Prime Minister Roosevelt Skerrit at his party's delegates convention
Prime Minister Roosevelt Skerrit at his party's delegates convention

It's a forecast that is sure to have supporters of the opposition United Workers Party (UWP) red with rage, or mired in a blue mood.

"I don't think he would have any difficulty winning again."

The Barbadian pollster and political scientist Peter Wickham is convinced that Prime Minister Roosevelt Skerrit and the Dominica Labour Party (DLP) will defeat the UWP at the next election if Skerrit sticks to his word and runs again.

However, Wickham wonders why the Dominican leader should bother to go past this term at the helm.

"My question is, does he want to?" asked Wickham, an opponent of people remaining in power too long. He has also previously said Skerrit should quit, having won three straight general elections.

In his speech in St. Joseph on 2 February in which he framed UWP leader Lennox Linton as an enemy of the state, Skerrit declared that he had had a change of heart would now contest the next general election.

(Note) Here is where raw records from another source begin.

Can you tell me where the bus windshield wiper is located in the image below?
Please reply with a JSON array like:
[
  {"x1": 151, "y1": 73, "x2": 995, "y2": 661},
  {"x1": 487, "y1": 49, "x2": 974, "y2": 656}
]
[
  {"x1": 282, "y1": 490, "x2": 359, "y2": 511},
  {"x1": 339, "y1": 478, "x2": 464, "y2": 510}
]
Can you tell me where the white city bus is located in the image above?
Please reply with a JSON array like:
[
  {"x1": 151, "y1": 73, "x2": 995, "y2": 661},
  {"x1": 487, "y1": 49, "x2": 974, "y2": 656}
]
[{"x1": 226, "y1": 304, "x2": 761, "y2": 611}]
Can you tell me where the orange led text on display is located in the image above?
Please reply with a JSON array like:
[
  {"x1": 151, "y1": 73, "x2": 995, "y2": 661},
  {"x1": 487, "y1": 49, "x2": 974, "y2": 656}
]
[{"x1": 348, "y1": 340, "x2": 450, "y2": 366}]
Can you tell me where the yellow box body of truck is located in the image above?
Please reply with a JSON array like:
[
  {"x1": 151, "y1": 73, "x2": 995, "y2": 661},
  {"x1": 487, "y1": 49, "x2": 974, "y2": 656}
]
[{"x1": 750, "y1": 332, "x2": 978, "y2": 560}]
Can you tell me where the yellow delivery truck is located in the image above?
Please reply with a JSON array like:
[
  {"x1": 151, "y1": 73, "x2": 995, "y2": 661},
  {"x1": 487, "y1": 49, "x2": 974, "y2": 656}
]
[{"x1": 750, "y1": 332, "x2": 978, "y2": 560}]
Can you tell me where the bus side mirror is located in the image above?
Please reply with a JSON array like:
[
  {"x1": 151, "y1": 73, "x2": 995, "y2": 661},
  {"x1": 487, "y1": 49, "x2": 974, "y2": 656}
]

His sole motivation, he said, was to carve Linton and the UWP as a dish fit for the devil.

It was a speech so violently scathing on Linton it left the impression that the opposition leader had committed apostasy. "I want you to listen to me very carefully," Skerrit told cheering supporters who would lend their ears.

He explained that he had already told those close to him that he had had enough and therefore he had "absolutely no intention" of contesting the next election as a candidate for prime minister. He did not say whether or not he planned to quit elective politics altogether, however, this was implied.

But things had changed, the DLP leader said, because the "traitors" in the opposition, led by Linton, had been spreading "salacious" untruths about him and the country and were dead set on destroying his homeland.

Therefore, Skerrit said he would scrap retirement plans and run again to bury Linton, for he certainly did not have a single word of praise for the opposition leader.

"I have now told myself my work in this country is not complete. Not only will we rebuild this country in four short years, but I will lead my forces into battle one more time to defeat Lennox Linton and the United Workers Party. I want to defeat them badly. I want to punish them for the wrong that they are doing to Dominica . . . .Is blows they want…is blows they will get," he said at the time.

"I guess if he's running again, he's running again," Wickham told The Sun.

"I don't really see a challenge [for him]. I really question the extent to which he would want to run again, having run as many times as he has and he has nothing left to prove." The DLP has already won four straight elections, the last three under Skerrit's leadership. However, Wickham does not see this as a problem because, he says, the opposition is weak.

"If you look at the fourth terms we have had in the Caribbean, it's [due to] woefully inadequate opponents," the Barbadian pollster explained.

He referred to St. Vincent where Ralph Gonsalves' Unity Labour Party has been in office since 2001 and won a fourth term last year, as well as in St. Kitts where the St. Kitts and Nevis Labour Party of Denzil Douglas won four terms before losing last year's election.

Wickham claimed the absence of an effective opposition had helped the incumbent parties' causes in both cases, as well as Keith Mitchell's New National Party which won three straight elections in Grenada from 1995, and four of the last five, sweeping the polls twice.

"It was inadequate opponents, so I don't see him having any trouble winning again," he said of Skerrit.

However, one political observer who has had close association with both major parties disagreed with Wickham to a point.

The observer, who spoke to The Sun on the usual condition of anonymity because of his position as a senior public servant, said more and more people are becoming fed up with the administration.

"There is growing electorate fatigue with Skerrit and his Labour Party, which has demonstrated a total lack of commitment to a development agenda that would transform Dominica and position it for economic revitalization," this observer contended.

He said there was no truth to Wickham's assertion that the opposition was weak, and while he did not rule out another Skerrit triumph, he said any such victory would be due to questionable practices by the administration.

"The DLP may only get another majority of seats if there is no comprehensive electoral reform that addresses an updated voters list, and campaign finance limits. I expect that it will resort to gerrymandering tactics to change the configuration of constituencies to their favour. The Opposition is not weak; the 2014 election underscored that. Its focus on a coalition approach is the only way forward to thwart a dictatorship of the DLP. It must therefore take all available steps to ensure that comprehensive electoral reform is realized."

Meantime, Wickham did not believe the latest sex scandal involving a juvenile would hurt Skerrit's or the DLP's chances because people from both major political parties have been implicated.

"Any fallout on his side is also balanced by a fallout on the other side. It really is a matter of very, very poor judgement on the part of [those implicated]. To the extent that it is balanced the fallout will be minimized," Wickham predicted.